Computers in Biology and Medicine. 2026 May 1;207:111624.
PMID: 41886923

This is an early-stage mechanistic paper rather than a current diagnostics paper, but it may eventually contribute to work on host–pathogen interaction markers or new biomarker targets.

Overall interpretation

This week’s update was shaped more by high-quality reviews than by a large number of major original diagnostics trials, but there were still several useful developments.

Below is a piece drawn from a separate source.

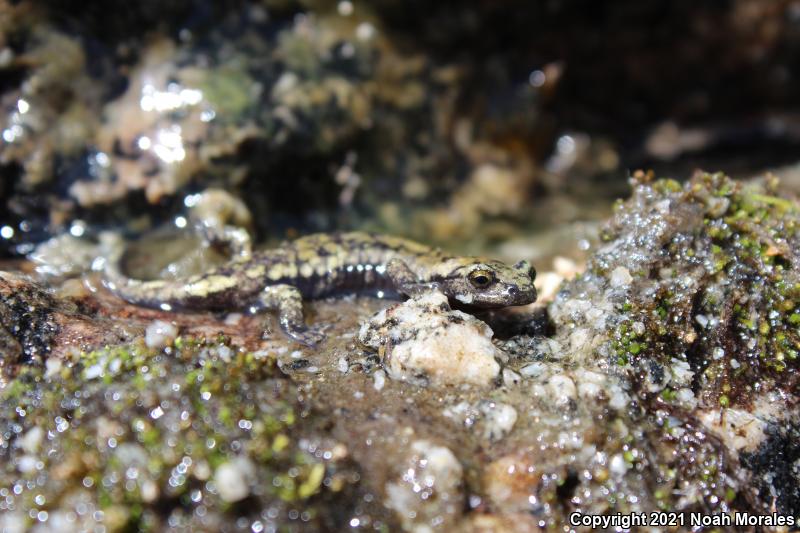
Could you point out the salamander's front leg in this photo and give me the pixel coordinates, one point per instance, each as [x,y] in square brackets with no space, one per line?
[235,239]
[288,301]
[405,281]
[10,348]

The broad message is consistent with where the field has been heading for some time:

  • diagnosis of invasive fungal disease remains multimodal
  • PCR and biomarker testing are increasingly established, not merely experimental
  • newer non-invasive and technology-enabled approaches are beginning to emerge, but are not yet routine
  • important gaps remain, especially around resistance evolution, tolerance states, and performance across different patient populations

For aspergillosis in particular, the most useful take-home points this week are:

  • galactomannan remains central, but must always be interpreted in context
  • Aspergillus PCR is becoming increasingly important as part of combined diagnostic pathways
  • artificial intelligence-assisted microscopy may become a practical laboratory aid in the future
  • diagnostics may eventually need to do more than detect resistance; they may also need to capture earlier tolerance or persistence states

References

Author note

This weekly update is intended as a structured summary of recent papers relevant to fungal diagnostics. It is designed for educational use and should be interpreted alongside local laboratory practice, specialist guidance, and the clinical context of individual patients.